Show and tell - Shawn Loughlin editorial
When I first started writing this column, I saw it as a huge privilege. That’s not to say I don’t any longer, but when I first was able to express my opinion on this page, pontificate about this or that and tell some of my more personal stories, it really meant a lot to me.
For nearly 13 years now (my first column in this space appeared in the Feb. 25, 2010 issue of The Citizen) I have written about 600 words or so in this space and, more often than not, I have always tried to do a new version of the same thing: take an idea (current event, local news story, etc.) and weave myself into it. That may sound self-centred, and I suppose it is, but what I mean by that is that I have always tried to tell our dear readers something new about myself in a column. It started because, as a relatively young editor of this newspaper who was not born in Huron County, most readers couldn’t trace my lineage back to the Old Country like the mafia does with Sicily. No one around here went to school with my mom or worked with my dad or watched me play hockey as a youngster. So, I did it because I wanted you all to know more about me. Now, after working here for almost 17 years, it’s safe to say that loyal readers of this column know much more about me than they did before.
It made me feel good to write about my life and then talk to readers on the street. You could relate, you couldn’t relate, you had gone through a similar experience, you had been to that same restaurant - these were all conversations I longed to have with you all.

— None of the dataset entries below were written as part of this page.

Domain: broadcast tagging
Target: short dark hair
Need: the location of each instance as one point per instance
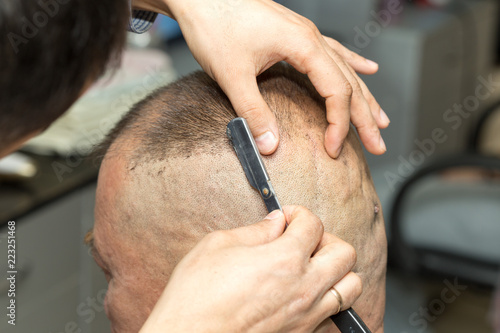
(192, 113)
(49, 51)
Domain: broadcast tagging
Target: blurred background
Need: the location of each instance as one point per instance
(439, 182)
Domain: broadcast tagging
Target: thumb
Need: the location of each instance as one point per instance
(261, 232)
(249, 104)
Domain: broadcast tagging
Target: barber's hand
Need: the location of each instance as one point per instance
(236, 40)
(259, 279)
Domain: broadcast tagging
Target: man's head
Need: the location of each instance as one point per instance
(50, 51)
(170, 176)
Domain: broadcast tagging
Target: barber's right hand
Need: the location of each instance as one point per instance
(257, 278)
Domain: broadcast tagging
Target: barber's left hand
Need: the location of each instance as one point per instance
(236, 40)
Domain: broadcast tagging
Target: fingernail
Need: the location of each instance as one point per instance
(382, 144)
(384, 117)
(337, 153)
(275, 214)
(266, 142)
(372, 63)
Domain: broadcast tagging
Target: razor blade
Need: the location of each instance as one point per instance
(243, 143)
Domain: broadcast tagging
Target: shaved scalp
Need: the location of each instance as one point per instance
(170, 176)
(191, 114)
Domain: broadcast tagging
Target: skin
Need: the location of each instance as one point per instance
(234, 41)
(147, 219)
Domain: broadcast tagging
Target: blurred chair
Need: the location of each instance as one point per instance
(447, 221)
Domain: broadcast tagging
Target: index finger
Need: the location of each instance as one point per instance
(305, 230)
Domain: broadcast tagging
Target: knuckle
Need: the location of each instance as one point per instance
(350, 254)
(358, 285)
(347, 89)
(217, 238)
(356, 89)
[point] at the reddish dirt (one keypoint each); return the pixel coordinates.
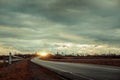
(111, 62)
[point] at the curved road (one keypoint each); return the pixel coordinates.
(88, 71)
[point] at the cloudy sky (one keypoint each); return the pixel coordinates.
(80, 26)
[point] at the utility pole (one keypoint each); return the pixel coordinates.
(10, 58)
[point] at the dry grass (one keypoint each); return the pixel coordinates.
(26, 70)
(111, 62)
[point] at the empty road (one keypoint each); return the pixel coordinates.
(87, 71)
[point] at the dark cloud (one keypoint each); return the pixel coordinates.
(48, 21)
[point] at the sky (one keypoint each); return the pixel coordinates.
(69, 26)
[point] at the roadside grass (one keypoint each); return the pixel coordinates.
(26, 70)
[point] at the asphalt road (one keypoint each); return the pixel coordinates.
(88, 71)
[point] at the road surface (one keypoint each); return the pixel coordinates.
(88, 71)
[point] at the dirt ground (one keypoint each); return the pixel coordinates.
(26, 70)
(110, 62)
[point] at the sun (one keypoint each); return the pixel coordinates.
(43, 54)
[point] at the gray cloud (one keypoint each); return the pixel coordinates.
(37, 22)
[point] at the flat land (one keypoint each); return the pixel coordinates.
(110, 62)
(26, 70)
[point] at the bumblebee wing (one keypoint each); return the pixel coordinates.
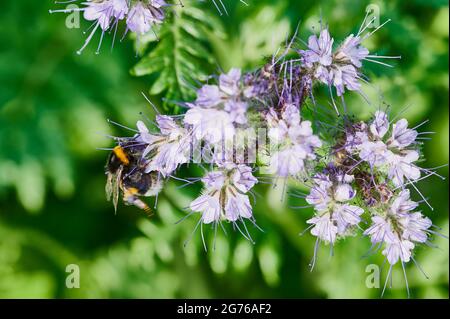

In today’s media landscape, there is a dark side to that coin. Revealing too much about yourself, at a time when people are amped up politically and, frankly, more cruel than they’ve been in all my years of doing this job can be a risky proposition. With the rise of social media and the political polarization that is only deepening the divide between people in the last three years, people are much more comfortable being mean (often anonymously) and letting you know they disagree with you - and not in the playful banter way, in the nasty letter to the editor and key your car way.
On Boxing Day, I saw read the Toronto Star interview with Canadian Foreign Affairs Minister Mélanie Joly in which she discussed the miscarriage she suffered just before the last year’s holidays. In the piece, Joly said she wanted to share her devastating experience for the same reason she had previously opened up about in vitro fertilization treatments in the hope of becoming a mother in her early 40s - to show other women that they’re not alone.
Joly is one of Prime Minister Justin Trudeau’s top cabinet members and one of the most visible members of his Liberal Party. So, right there, she’s hated by almost half of the country. And, because she had the audacity (someone please invent a sarcastic font) not only to try to have a baby in her 40s, but to speak publicly about it, that made it worse.
Twitter and comment sections were awash with nasty comments. People did everything from ridicule her for trying to have a baby this late in life to celebrate the loss of her unborn child who, certainly, would have grown up to be a Liberal (the last thing the world needs).
These days, there is a danger in sharing. I offer an opinion in this space week after week and some are important while others are more benign. There are times I’ve gone for the throat and others that I’ve pulled back for one reason or another. When political views differ, things can get nasty, but try to remember that we’re all people and we will always have more in common than we have differences.